When cached functions call other cached functions, parent → child edges are recorded automatically.

from cachepy import cache_file, cache_tree_nodes, cache_tree_reset

cache_dir = "/tmp/graph_demo"

@cache_file(cache_dir)
def load_counts(path):
    return {"genes": ["TP53", "BRCA1", "EGFR"], "counts": [100, 250, 80]}

@cache_file(cache_dir)
def normalize(counts):
    total = sum(counts["counts"])
    return {g: c / total for g, c in zip(counts["genes"], counts["counts"])}

@cache_file(cache_dir)
def pipeline(path):
    return normalize(load_counts(path))

result = pipeline("samples/counts.csv")

Inspecting Nodes

for nid, node in cache_tree_nodes().items():
    print(f"{node['fname']:15s}  parents={node.get('parents', [])}  "
          f"children={node.get('children', [])}")

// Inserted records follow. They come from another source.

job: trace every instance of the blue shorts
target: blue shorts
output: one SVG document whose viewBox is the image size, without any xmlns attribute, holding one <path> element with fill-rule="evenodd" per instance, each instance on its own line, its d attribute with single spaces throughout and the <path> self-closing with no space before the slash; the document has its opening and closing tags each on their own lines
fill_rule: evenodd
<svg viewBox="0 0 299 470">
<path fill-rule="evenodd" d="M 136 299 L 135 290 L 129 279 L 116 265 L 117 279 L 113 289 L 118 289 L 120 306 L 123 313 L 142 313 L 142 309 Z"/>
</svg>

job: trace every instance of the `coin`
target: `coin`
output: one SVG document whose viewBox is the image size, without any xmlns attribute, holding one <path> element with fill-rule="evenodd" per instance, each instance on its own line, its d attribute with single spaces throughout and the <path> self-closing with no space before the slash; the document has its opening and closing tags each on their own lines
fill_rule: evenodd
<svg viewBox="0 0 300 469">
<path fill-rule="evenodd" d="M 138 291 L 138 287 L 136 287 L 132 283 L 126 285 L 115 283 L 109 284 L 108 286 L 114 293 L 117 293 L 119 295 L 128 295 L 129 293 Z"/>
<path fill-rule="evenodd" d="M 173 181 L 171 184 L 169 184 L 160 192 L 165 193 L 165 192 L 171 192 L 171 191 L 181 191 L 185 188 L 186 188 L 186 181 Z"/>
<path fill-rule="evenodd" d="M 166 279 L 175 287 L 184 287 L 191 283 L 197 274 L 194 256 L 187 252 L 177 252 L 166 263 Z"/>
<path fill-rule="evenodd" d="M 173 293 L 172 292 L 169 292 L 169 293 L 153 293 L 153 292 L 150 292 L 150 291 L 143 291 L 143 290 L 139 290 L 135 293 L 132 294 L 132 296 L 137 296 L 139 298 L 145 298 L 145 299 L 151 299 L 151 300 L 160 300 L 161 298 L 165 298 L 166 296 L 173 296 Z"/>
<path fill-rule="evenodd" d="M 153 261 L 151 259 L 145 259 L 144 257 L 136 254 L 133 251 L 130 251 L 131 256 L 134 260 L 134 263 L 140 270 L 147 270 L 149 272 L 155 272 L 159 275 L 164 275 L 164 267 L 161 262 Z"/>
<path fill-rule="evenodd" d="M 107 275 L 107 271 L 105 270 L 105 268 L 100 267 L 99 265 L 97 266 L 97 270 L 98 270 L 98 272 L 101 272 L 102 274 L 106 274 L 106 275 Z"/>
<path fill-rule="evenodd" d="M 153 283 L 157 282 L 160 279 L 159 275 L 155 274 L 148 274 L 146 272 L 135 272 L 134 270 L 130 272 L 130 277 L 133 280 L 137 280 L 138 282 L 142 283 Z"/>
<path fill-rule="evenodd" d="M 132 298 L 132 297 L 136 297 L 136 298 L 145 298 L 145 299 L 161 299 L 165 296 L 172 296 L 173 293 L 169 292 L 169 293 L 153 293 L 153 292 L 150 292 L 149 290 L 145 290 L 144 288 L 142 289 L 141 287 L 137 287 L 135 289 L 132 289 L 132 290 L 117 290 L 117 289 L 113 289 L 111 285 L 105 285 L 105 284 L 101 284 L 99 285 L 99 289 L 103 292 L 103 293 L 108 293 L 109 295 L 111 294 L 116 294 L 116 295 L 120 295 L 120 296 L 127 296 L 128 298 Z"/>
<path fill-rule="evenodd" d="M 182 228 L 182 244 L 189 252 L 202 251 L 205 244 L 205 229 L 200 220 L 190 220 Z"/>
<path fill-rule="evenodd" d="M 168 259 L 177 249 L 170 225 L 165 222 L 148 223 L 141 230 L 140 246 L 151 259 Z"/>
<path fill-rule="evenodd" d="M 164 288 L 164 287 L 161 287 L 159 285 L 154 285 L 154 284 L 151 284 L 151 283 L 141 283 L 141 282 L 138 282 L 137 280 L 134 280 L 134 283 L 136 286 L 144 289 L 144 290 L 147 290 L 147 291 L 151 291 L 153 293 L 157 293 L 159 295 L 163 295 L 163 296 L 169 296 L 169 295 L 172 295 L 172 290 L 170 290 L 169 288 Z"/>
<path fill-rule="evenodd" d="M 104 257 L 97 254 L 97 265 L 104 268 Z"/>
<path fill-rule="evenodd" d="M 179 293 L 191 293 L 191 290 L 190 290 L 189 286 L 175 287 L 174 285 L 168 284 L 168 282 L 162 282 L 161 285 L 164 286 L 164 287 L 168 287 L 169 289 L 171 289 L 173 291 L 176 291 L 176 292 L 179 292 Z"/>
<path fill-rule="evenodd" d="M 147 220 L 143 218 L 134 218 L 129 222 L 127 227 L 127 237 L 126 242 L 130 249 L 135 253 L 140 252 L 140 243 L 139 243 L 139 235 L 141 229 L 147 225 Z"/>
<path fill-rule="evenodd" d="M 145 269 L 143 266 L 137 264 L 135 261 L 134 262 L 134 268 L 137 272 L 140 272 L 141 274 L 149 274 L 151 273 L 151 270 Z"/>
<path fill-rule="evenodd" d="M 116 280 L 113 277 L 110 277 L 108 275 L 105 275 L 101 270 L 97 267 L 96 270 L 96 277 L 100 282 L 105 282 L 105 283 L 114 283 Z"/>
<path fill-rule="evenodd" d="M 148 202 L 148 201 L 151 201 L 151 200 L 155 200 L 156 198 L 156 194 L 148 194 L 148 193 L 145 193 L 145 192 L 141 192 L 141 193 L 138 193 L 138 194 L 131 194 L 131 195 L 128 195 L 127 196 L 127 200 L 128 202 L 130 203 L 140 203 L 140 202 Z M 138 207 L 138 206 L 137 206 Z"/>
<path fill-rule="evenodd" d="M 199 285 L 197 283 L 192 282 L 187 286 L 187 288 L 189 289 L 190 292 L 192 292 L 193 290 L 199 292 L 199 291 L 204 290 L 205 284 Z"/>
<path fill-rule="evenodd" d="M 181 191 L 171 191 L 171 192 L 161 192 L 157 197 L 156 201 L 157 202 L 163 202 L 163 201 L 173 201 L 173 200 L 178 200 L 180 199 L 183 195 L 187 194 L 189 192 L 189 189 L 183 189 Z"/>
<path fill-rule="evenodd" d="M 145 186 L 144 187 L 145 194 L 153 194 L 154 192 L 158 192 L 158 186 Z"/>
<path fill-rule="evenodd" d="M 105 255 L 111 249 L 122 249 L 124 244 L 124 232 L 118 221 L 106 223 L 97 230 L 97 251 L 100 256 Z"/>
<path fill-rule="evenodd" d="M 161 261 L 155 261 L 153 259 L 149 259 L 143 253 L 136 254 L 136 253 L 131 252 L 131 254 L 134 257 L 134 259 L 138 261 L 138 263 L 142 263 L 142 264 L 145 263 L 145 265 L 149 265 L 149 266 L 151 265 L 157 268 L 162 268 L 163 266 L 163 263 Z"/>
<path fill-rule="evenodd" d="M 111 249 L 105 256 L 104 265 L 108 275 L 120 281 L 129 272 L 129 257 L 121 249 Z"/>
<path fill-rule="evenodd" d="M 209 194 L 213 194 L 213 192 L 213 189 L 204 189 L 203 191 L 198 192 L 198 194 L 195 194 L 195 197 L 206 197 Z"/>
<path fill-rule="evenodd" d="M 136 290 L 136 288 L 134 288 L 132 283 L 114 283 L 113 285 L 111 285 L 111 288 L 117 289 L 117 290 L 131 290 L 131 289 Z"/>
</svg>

Each node contains: fname, hash, parents, children, files, file_hashes, outfile.

File Tracking

track_file(path) registers a file dependency and stores its content hash:

from cachepy import track_file

@cache_file(cache_dir)
def read_data(path):
    p = track_file(path)  # registers dependency
    return p.read_text()

Staleness Detection

from cachepy import cache_tree_changed_files

stale = cache_tree_changed_files()
for nid, info in stale.items():
    print(f"{info['node']['fname']}: {info['changed_files']}")

Visualisation

from cachepy import plot_cache_graph

fig = plot_cache_graph(highlight_stale=True)

Node colours:

Colour Meaning
Navy (#1D3557) Cached and up-to-date
Amber (#FBBC04) Stale — tracked file changed
Gray (#F1F3F5) Cache file missing
Light blue (#E8F0FE) Tracked file node

Save to file:

plot_cache_graph(output="graph.png")

Graph Persistence

from cachepy import cache_tree_save, cache_tree_load, cache_tree_sync

# Save / load
cache_tree_save("my_graph.pkl")
cache_tree_load("my_graph.pkl")

# Sync merges disk graph into memory (non-destructive)
cache_tree_sync(cache_dir)  # reads graph.pkl

The graph is also auto-persisted to graph.pkl in the cache directory on every function execution.

Querying by File

from cachepy import cache_tree_for_file

dependents = cache_tree_for_file("/path/to/data.tsv")
for nid, node in dependents.items():
    print(f"  {node['fname']}")

Complex DAG

Diamond-shaped dependencies (two branches merging) are tracked correctly:

@cache_file(cache_dir)
def integrate(sample):
    expr = branch_expression(sample)   # branch A
    muts = branch_mutations(sample)    # branch B
    return {g: expr[g] for g in muts if g in expr}

See the notebook for the full diamond DAG example with visualisation.